For those of you who are not familiar with the “move system”, it’s basically a type of assessment that’s designed to guarantee utter and dismal student failure. Let me illustrate that. The classroom is set up into several small variegated stations containing specimen with each station being the equivalent of one text question. Individually, the poor sacrificial cows aka students move from one station to the next in no more than 60 seconds with the instructor-warden shouting move every minute. Scarcely have the students racked their short-term memory for that one piece of information when they hear the warden shout “MOVE!” To add to this palpable excitement, the sadistic instructors have conspiratorially decided that each specimen whether it be a muscle, a tendon or a lobe of the brain should be cut out of its origin and either cut up into pieces, charred, engorged into unrecognizable versions of itself. That was a delightful experience in itself. I am being facetious, obviously, but I still am convinced that every faculty was a Nazi commander in a past life.

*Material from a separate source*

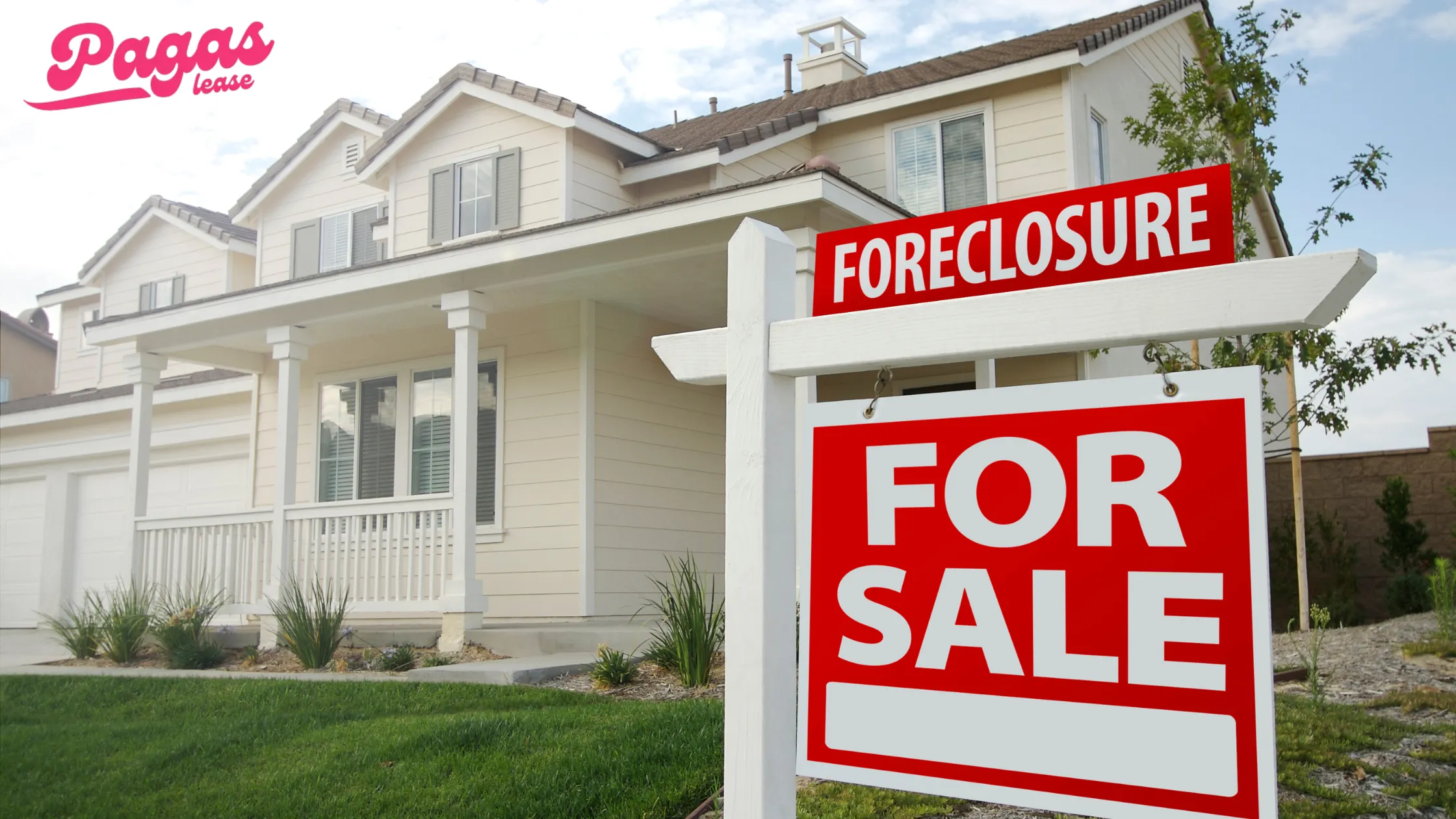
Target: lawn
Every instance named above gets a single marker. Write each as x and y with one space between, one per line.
107 747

Truthfully, back then I did not understand the aim of the game. Several years later, I still don’t. I understand that the point of exams is to monitor student progress, but I think that test had gone too far. It seemed like the purpose of the game was to memorize, retain and regurgitate information in the shortest possible time, so surely it was a test of short-term memory and spatial reasoning. Was that a skill that would help me in my intended field of work? I didn’t think so.
Going back to the scenario I presented earlier, would it really matter to the patient if I could recite facts and tell a section of the brain from the right side up? Let me propose a question? What if instead I was tested on how well I can identify each specimen and explain its functions in a way that patients can understand? Wouldn’t that be a better method of assessment?
After three years in pre-med, I remember developing a fear of assessments which I never had prior to that. The mere mention of the word “test” itself would strike a terror in my heart. And on the day of the exam itself, I would be paralyzed by fear. My stomach would tighten. My palms would get sweaty and my mind would go blank. The next thing I knew, I’d be unable to breathe and my fingers, arms and legs would be apposed at irregular angles. I became a regular at the PGH-ER not as a medical professional, but as a patient. And my world came crashing as I came to fear learning because I linked it with those terrifying exams.
Didn’t Albert Einstein once remark: “Everybody is a genius, but if you judge a fish by its ability to climb a tree, it will live its whole life believing it is stupid.”
What’s frustrating about exams is they have no real world application; they just fabricate situations. Case in point: the “move system”. You can spend hours and hours revising for exams and still come up with a blank space in a white background. Surely, education and learning is much more than what an assessment shows.